As I see it, it's IMPOSSIBLE to live on only $7.25/hour!!
I am glad to see the writer of this article did not try to Sugar-Coat living on minimum wage. Trying to live on the minimum means many things: roommates, no healthcare, coin laundromats, a lot of walking/bicycling, and a fast track to the Permanent Underclass. One you've been forced to live this way for awhile, your clothes are worn and shabby, your skills are defunct, you grow older - all of it adds up to: UNEMPLOYABLE, with little or no marketable skills. Any education you had, becomes stale.
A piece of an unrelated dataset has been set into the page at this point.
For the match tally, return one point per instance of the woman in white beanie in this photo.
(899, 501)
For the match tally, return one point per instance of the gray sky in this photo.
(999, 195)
There is no silver lining to this story. More independent, adult Americans are forced to work for minimum wage now than since the 1950s, and costs of everyday living have skyrocketed, putting many things out of reach, even by 1950s standards. The 1%, of course, does not care. They want ALL of the 99% forced down to minimum wage, so they can be pushed around at will. Many people are still "doing well" financially, in the $40K - $100K income range, but it is only a matter of time, before THEIR jobs are "outsourced", and they are faced with a barren job market. It's only a matter of time, for many millions of Americans.
First, persons in the $1000 income range are usually using public transportation, biking and walking.
Second, face it parenthood is wonderful but it can also make the lives of the youngest persons much worse. Take the necessary measures to plan your family.
Third, face it everyone needs some training beyond high school in order to make a living. It doesn't have to be a $100k bachelor's degree. Community college tuition runs $100 an hour sometimes and two years spent there in a well chosen major will bring in $30k quickly. School bus drivers get a commerical driver's license and training for free. Hiring yourself out as labor to a small contract can help you learn plumbing and electrical and a night course at the tech college can get you into HVAC work. These all pay very well and are even in high demand in small communities. A forklift course will get you a cushier job with better pay at the factory. A aircraft manufacturing course can easily get you $25 an hour starting. The public university bachelor degrees run $32k. There is financial help, especially for the people in the biggest pinch.